Yeah he is micro chipped and had a collar so fingers crossed!


----------



## Guest (Mar 22, 2011)

I didn't know this was a lost little friend thread. I started at the first post and read all through and now I'm in tears for you. I so hoped he'd been found.

Come on little puss, go home 

Really thinking of you

Em
xxxxxxxx


----------



## pinkfluffyballs (Sep 7, 2010)

So sweet, thanks hun xx


----------



## jill3 (Feb 18, 2009)

Having gone through this last year it's still fresh in my mind.
You are doing all the right things.
Being micro chipped is good.
If he is wondering he will eventually end up in someone's garden and that's when you will get him back.
Ours did this. The lady took him in and her neighbour came round and said that she thought she had seen him advertised in the lost and found in the local paper. That's when i got the call.
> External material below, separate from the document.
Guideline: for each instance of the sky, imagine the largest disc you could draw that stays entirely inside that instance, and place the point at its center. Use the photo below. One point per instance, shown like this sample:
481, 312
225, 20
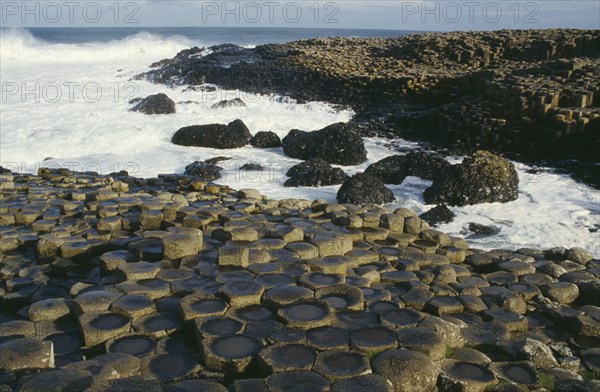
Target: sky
388, 14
Have you thought of putting him in the paper with a colour photo?
Also in the posters i did put that mine had heart problems and also i put large reward.
It's true i did get a few stupid phone calls and some were nasty but i just carried on.

Just keep the positive vibes going.
I know it's difficult and you are probably knackered from walking round and delivering leaflets but it will be worth it in the end xx


----------



## popoki (Dec 28, 2010)

Fingers and paws crossed he comes home soon. 
xxx


----------



## debbie29 (Feb 6, 2011)

Aw I so hoped when I read this through you were going to say he was home at the end.

It sounds fairly common for them to go off and have a wander but that is no consolation to you when it is your baby that is missing!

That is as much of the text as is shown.